Post by a.hun » Mon Nov 15, 2010 12:31 pm

Hi hetoft2. Yes, welcome to the forum!

Beautiful old amp! 8)

I see it has the output impedances labelled as 4/8/16 ohms. You might want to read through these threads:
viewtopic.php?t=2945" onclick="window.open(this.href);return false;
viewtopic.php?t=21823" onclick="window.open(this.href);return false;

Basically Orange used identical output transformers with the OR120 and OR80 amps. Because the OR80 only uses 2 output valves though that changes the effective output impedances. With those labelled like yours unless they have been converted the chances are the impedances are actually wrong and you need to bump things down one setting for correct impedance matching. Meaning running a 16 ohm cab with the amp set to 8 ohms.

Just so you know! :D


Andy.
aNDyH. :wink:

Ever tried to outstare a mirror?

In the bathtub of history the truth is harder to hold than the soap, and much more difficult to find!

hetoft2
New Member
Posts: 3
Joined: Sun Nov 14, 2010 9:12 pm

Re: Help dating OR80

Post by hetoft2 » Mon Nov 15, 2010 7:46 pm

Hi guys!
What a helpfull forum. Thanks!!!
From what I can see at the '72 pics they look a lot like mine, but the logo (upper right corner) is with the black background and not white as it is on bclaire's link.

Thanks for info about the impedance! Nice to know. I will not kill my cab by switching to 8ohm connectet to a 16 ohm cab?

I have to ask Andy... You're talking about 2 output valves, but mine has got 4 valves from what I can see.

Anyway, thanks for helping me out!

Mads

a.hun
Duke of Orange
Posts: 9765
Joined: Sat Jun 15, 2002 1:05 am
Location: Amsterdam, Hollandland.nl

Re: Help dating OR80

Post by a.hun » Tue Nov 16, 2010 9:50 am

hetoft2 wrote:Hi guys!
What a helpfull forum. Thanks!!!
From what I can see at the '72 pics they look a lot like mine, but the logo (upper right corner) is with the black background and not white as it is on bclaire's link.

Thanks for info about the impedance! Nice to know. I will not kill my cab by switching to 8ohm connectet to a 16 ohm cab?

I have to ask Andy... You're talking about 2 output valves, but mine has got 4 valves from what I can see.

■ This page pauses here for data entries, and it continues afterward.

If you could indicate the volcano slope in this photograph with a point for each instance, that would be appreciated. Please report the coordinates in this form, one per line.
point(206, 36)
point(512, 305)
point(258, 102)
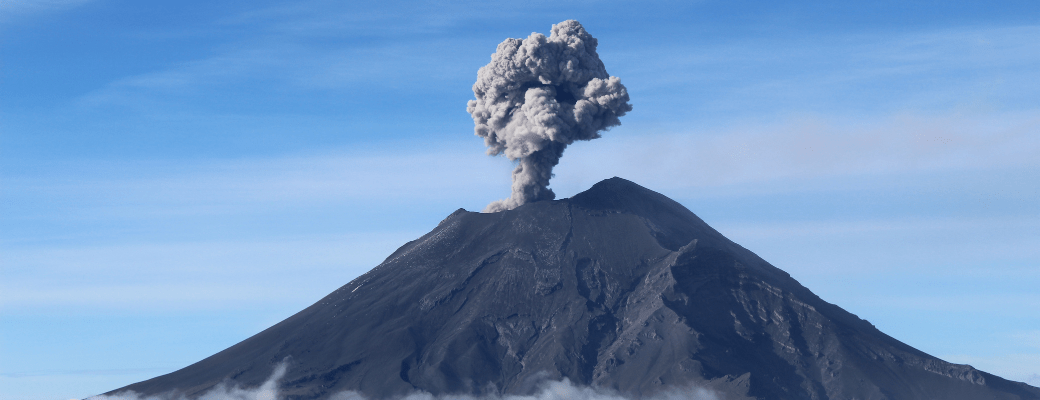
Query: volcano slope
point(618, 287)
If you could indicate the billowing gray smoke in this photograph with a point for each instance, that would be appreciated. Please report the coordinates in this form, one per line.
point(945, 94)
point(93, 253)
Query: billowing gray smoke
point(538, 96)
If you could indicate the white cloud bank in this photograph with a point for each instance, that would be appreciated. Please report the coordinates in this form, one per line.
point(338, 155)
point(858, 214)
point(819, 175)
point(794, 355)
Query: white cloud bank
point(562, 390)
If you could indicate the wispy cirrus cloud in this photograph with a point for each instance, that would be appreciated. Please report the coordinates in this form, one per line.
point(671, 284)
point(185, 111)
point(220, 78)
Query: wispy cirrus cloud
point(22, 6)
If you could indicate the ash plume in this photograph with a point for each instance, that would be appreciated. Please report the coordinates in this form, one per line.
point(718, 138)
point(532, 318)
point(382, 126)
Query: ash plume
point(536, 97)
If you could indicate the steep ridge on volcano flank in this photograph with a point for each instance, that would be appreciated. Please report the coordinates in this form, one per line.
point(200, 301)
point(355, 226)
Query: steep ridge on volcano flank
point(618, 287)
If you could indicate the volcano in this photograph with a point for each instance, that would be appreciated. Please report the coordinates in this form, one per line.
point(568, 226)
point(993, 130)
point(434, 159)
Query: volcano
point(618, 287)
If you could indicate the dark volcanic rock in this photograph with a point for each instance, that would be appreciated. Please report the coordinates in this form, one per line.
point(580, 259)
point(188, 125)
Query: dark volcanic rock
point(618, 287)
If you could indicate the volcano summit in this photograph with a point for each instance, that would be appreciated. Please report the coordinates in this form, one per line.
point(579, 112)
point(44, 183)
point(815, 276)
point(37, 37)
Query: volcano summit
point(618, 287)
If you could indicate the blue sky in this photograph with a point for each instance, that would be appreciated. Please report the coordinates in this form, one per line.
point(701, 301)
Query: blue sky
point(176, 177)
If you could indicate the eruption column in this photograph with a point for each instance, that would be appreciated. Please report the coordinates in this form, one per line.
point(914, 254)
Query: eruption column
point(536, 97)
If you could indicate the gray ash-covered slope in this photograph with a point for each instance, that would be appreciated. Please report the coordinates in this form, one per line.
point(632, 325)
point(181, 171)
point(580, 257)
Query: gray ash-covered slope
point(618, 287)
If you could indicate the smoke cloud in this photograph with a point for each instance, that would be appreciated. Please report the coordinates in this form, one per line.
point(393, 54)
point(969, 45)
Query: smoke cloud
point(538, 96)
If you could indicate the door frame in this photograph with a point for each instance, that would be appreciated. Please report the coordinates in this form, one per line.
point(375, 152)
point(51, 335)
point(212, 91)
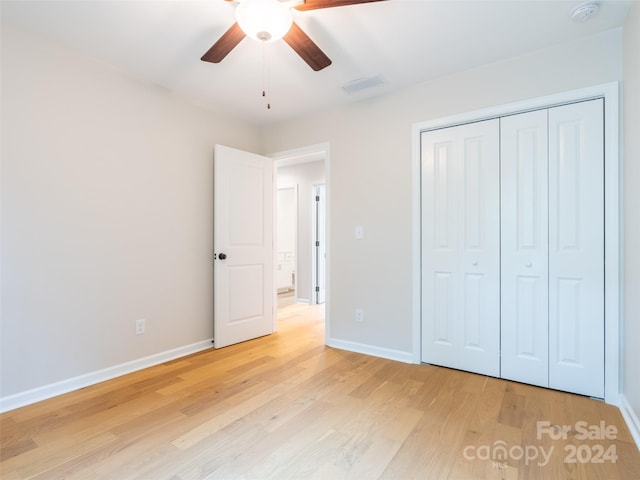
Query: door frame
point(318, 275)
point(612, 208)
point(295, 261)
point(308, 154)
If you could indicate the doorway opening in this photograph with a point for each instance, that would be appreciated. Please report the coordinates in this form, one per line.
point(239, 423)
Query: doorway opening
point(301, 222)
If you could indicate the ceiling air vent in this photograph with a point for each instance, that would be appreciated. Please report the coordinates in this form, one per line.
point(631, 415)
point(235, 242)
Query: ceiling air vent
point(584, 11)
point(363, 83)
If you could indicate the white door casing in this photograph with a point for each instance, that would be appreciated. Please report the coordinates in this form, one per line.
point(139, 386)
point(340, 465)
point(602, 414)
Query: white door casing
point(576, 248)
point(244, 294)
point(524, 248)
point(320, 243)
point(460, 247)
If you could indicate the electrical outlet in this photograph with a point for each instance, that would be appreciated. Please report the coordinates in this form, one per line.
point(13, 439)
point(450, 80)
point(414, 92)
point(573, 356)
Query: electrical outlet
point(140, 326)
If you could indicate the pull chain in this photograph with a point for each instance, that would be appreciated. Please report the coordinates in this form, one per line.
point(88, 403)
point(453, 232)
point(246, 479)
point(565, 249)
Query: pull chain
point(265, 74)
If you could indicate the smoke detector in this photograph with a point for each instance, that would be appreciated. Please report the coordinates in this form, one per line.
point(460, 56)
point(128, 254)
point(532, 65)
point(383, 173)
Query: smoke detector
point(584, 11)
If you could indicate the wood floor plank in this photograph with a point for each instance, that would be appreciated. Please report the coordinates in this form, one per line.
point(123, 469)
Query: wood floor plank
point(286, 406)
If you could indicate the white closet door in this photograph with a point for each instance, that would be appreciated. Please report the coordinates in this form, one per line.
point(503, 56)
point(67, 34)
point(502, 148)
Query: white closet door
point(461, 247)
point(576, 248)
point(524, 238)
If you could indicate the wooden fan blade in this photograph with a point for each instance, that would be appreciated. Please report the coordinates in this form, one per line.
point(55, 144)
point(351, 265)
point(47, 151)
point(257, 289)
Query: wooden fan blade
point(306, 48)
point(224, 45)
point(316, 4)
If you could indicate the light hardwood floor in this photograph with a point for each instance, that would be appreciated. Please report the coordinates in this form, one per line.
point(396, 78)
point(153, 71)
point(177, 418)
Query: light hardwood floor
point(287, 407)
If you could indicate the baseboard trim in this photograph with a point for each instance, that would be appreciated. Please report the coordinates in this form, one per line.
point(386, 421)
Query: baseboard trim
point(631, 419)
point(389, 354)
point(11, 402)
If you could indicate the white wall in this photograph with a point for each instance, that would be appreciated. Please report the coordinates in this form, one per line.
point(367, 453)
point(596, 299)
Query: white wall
point(370, 176)
point(107, 188)
point(631, 170)
point(305, 176)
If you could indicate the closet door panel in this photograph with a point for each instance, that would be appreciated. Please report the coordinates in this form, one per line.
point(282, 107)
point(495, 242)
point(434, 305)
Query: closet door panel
point(460, 231)
point(576, 248)
point(524, 250)
point(439, 246)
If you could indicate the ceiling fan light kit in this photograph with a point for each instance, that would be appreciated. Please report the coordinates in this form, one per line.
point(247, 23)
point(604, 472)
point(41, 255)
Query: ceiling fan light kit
point(264, 20)
point(270, 20)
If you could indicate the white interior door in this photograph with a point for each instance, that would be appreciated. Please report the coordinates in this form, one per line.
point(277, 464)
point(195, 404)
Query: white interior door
point(461, 247)
point(576, 248)
point(524, 251)
point(244, 294)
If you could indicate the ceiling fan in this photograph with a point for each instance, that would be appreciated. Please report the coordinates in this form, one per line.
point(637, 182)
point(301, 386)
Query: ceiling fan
point(270, 20)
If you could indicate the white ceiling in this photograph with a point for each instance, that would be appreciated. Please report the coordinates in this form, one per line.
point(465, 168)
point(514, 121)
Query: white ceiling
point(404, 41)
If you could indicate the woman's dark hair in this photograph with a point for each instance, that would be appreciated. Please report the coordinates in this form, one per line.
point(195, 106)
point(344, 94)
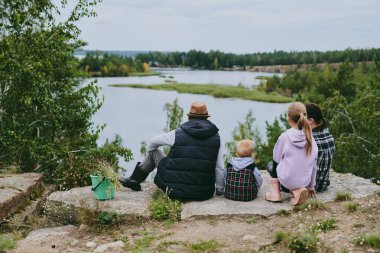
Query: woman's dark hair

Anyway, thanks for helping me out!

Mads
Glad to help Mads.

If it has four of the big EL34 power valves than someone has converted it to an OR120. In which case there should be no impedance issues. It should also have two (very occasionally three) of the smaller preamp valves in addition to that.

The two amps (80 and 120) were identical in every respect apart from the number of output valves, so wiring in a couple of extra power valve sockets is an easy conversion. :D

If it only has two than no, you'd not harm the cab doing what I suggested. The only thing which could be harmed is the amp, by running an impedance mismatch. Unfortunately many OR80s, having been mislabelled, were unknowingly run into the wrong impedances and did have problems with blown output transformers. Though that was much commoner with the '90s reissues as they used different transformers which weren't so able to handle mismatching as the original '70s ones. The mislabelling of (some) OR80s - original AND reissue - was a really basic stupid fault from Orange...

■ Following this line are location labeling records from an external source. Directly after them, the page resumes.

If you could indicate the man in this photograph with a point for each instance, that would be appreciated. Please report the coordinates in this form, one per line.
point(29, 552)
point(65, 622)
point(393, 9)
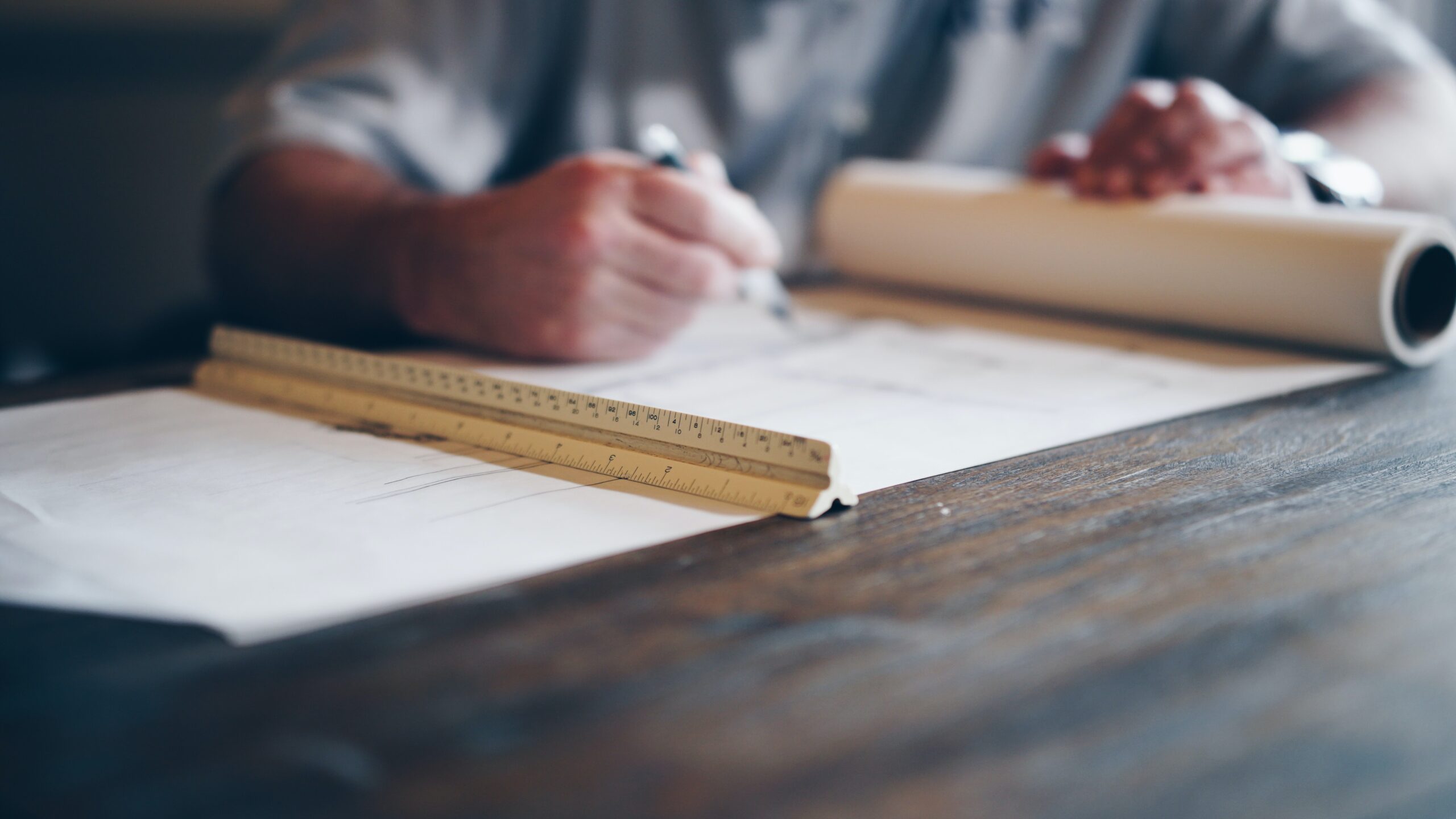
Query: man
point(449, 168)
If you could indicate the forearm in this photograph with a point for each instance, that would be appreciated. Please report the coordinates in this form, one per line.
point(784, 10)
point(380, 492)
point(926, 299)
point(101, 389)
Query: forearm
point(1404, 126)
point(309, 241)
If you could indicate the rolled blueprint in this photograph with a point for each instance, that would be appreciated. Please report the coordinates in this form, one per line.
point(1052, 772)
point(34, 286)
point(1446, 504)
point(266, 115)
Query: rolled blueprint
point(1378, 283)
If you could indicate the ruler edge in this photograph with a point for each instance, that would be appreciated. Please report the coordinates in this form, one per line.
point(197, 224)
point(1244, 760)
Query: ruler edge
point(828, 468)
point(207, 382)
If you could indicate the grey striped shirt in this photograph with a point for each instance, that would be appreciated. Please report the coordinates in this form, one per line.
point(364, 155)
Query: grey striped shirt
point(459, 95)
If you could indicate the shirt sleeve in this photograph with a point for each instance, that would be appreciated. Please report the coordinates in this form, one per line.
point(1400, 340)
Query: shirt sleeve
point(1285, 57)
point(407, 86)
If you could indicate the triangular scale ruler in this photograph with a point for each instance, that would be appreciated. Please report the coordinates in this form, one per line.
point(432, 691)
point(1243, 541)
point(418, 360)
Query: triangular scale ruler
point(762, 470)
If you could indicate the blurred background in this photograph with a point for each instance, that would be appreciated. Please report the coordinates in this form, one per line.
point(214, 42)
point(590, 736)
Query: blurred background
point(108, 130)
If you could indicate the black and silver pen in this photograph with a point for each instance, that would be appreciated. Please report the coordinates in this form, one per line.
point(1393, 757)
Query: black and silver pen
point(760, 286)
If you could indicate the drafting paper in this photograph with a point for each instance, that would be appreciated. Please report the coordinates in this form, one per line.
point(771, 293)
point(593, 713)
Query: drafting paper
point(1372, 282)
point(169, 504)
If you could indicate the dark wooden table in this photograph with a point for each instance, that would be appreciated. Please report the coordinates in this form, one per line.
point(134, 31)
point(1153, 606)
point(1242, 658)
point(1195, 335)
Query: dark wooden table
point(1250, 613)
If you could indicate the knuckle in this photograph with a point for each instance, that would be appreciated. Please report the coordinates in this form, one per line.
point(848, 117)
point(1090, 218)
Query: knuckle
point(698, 271)
point(696, 214)
point(583, 237)
point(586, 175)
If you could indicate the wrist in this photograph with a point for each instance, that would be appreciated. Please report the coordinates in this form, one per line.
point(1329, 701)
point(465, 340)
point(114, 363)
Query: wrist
point(1333, 175)
point(398, 239)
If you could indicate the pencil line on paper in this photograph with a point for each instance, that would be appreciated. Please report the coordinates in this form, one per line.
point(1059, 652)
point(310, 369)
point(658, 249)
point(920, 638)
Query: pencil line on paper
point(405, 491)
point(523, 498)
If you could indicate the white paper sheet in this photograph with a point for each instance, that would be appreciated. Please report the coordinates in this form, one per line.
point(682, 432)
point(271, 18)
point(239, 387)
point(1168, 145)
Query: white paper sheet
point(175, 506)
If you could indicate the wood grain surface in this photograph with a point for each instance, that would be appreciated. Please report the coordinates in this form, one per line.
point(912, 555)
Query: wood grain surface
point(1250, 613)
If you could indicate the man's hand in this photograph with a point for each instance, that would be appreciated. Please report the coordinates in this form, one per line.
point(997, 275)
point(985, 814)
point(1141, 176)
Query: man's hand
point(599, 257)
point(1164, 139)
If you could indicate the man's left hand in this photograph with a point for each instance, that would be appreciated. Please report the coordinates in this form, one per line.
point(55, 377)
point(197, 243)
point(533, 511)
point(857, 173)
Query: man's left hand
point(1167, 139)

In fact you can easily run any OR120 as an OR80 by simply removing two power valves (one from each side leaving one of the left pair, one of the right) and dropping the output impedance as I suggested. Just have to remember to reset the impedance selector to the correct position if running 4 valves again.


Andy.
aNDyH. :wink:

Ever tried to outstare a mirror?

In the bathtub of history the truth is harder to hold than the soap, and much more difficult to find!

hetoft2
New Member
Posts: 3
Joined: Sun Nov 14, 2010 9:12 pm

Re: Help dating OR80

Post by hetoft2 » Tue Nov 16, 2010 4:10 pm

Cool thanks...
I've been told that you'd need to adjust your amp if you remove any of the valves. Adjustment will make sure that the valves won't be overloaded by to much voltage. - so the valves will get equal "quantity" of voltage (or however you say)??

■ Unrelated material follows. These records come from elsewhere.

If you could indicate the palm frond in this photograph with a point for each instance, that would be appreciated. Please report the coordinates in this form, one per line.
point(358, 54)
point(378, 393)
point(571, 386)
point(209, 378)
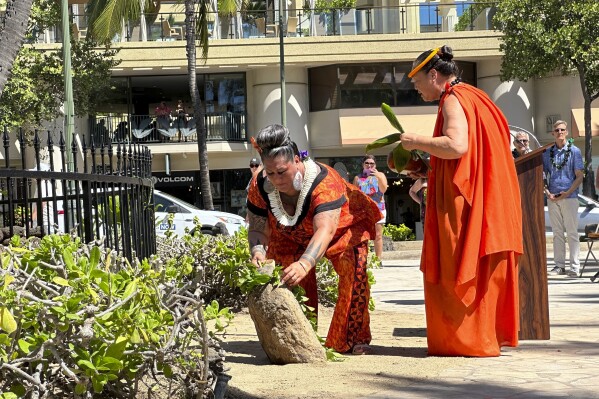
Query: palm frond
point(202, 28)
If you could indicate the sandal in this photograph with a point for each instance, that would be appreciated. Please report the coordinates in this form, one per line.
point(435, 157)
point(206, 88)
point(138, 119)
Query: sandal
point(361, 349)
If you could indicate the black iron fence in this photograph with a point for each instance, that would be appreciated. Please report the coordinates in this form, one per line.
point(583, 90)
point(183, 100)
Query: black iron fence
point(114, 128)
point(248, 24)
point(97, 192)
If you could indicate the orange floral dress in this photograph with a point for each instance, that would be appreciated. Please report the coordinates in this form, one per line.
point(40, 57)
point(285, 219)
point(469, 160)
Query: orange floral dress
point(348, 250)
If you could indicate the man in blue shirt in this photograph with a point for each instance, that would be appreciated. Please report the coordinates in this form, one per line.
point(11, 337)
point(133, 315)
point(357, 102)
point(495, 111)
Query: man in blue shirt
point(563, 167)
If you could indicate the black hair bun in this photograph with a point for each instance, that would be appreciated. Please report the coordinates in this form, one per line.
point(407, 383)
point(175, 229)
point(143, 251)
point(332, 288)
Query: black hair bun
point(446, 53)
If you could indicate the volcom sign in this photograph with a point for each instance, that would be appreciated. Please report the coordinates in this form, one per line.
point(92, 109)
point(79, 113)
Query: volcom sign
point(174, 179)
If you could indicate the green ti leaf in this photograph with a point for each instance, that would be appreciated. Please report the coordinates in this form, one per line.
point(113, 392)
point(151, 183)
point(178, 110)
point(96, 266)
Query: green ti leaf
point(7, 321)
point(390, 139)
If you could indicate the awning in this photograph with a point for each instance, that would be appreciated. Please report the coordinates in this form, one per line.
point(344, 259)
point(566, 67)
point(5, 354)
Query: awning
point(577, 128)
point(364, 126)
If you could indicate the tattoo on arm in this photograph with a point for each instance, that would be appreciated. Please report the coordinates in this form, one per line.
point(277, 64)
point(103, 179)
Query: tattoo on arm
point(326, 222)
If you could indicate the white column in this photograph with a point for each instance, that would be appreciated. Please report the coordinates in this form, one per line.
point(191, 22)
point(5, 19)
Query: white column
point(265, 96)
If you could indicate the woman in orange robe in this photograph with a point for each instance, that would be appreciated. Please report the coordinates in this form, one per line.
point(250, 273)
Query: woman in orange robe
point(473, 225)
point(300, 210)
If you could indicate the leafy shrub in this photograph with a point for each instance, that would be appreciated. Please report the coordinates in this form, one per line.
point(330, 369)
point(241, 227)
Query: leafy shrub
point(399, 233)
point(80, 318)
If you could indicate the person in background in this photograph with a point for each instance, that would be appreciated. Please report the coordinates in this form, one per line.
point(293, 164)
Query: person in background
point(374, 184)
point(521, 144)
point(301, 210)
point(163, 115)
point(563, 167)
point(473, 227)
point(181, 115)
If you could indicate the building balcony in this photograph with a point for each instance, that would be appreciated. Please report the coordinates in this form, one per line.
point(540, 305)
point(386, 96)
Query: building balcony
point(366, 19)
point(166, 129)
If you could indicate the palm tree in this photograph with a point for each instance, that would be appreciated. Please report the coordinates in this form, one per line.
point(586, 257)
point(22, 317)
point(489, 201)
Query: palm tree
point(107, 18)
point(196, 27)
point(12, 35)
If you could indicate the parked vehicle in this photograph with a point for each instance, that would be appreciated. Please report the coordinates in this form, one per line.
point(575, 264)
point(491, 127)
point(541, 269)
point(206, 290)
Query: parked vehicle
point(184, 214)
point(588, 213)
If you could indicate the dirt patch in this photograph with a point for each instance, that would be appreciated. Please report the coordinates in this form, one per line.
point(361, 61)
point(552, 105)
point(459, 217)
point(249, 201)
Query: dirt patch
point(399, 359)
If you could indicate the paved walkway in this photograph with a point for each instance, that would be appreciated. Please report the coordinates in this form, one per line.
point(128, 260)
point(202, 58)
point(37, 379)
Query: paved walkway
point(566, 366)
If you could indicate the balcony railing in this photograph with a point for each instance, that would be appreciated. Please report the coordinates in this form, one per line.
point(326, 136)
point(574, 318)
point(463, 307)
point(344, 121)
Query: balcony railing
point(365, 20)
point(220, 126)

I'm new to valves so thanks again.

Mads

a.hun
Duke of Orange
Posts: 9765
Joined: Sat Jun 15, 2002 1:05 am
Location: Amsterdam, Hollandland.nl

Re: Help dating OR80

Post by a.hun » Tue Nov 16, 2010 6:19 pm

hetoft2 wrote:Cool thanks...
I've been told that you'd need to adjust your amp if you remove any of the valves. Adjustment will make sure that the valves won't be overloaded by to much voltage. - so the valves will get equal "quantity" of voltage (or however you say)??

I'm new to valves so thanks again.

Mads
If they are talking about the same thing that isn't great advice. (Though to be fair they may be talking about something slightly different.)

It has NOTHING to do with overloading the valves, everything to do with not damaging the output transformer which is both the 'heart' of a valve amp and (along with the power transformer) its most expensive component. The easiest way to damage the OT is by impedance mismatching too far, especially in the wrong direction.

You won't have to change the bias with these amps if that is what they were maybe talking about. That might be a factor with some. Also it isn't safe to pull valves like that with all amps, only ones which have so called 'fixed' biasing. Never try it with 'cathode biased' amps, things like Vox AC30s, Orange AD30s, Matchless DC30s, all those sort of beasts.



Andy.
aNDyH. :wink:

Ever tried to outstare a mirror?

In the bathtub of history the truth is harder to hold than the soap, and much more difficult to find!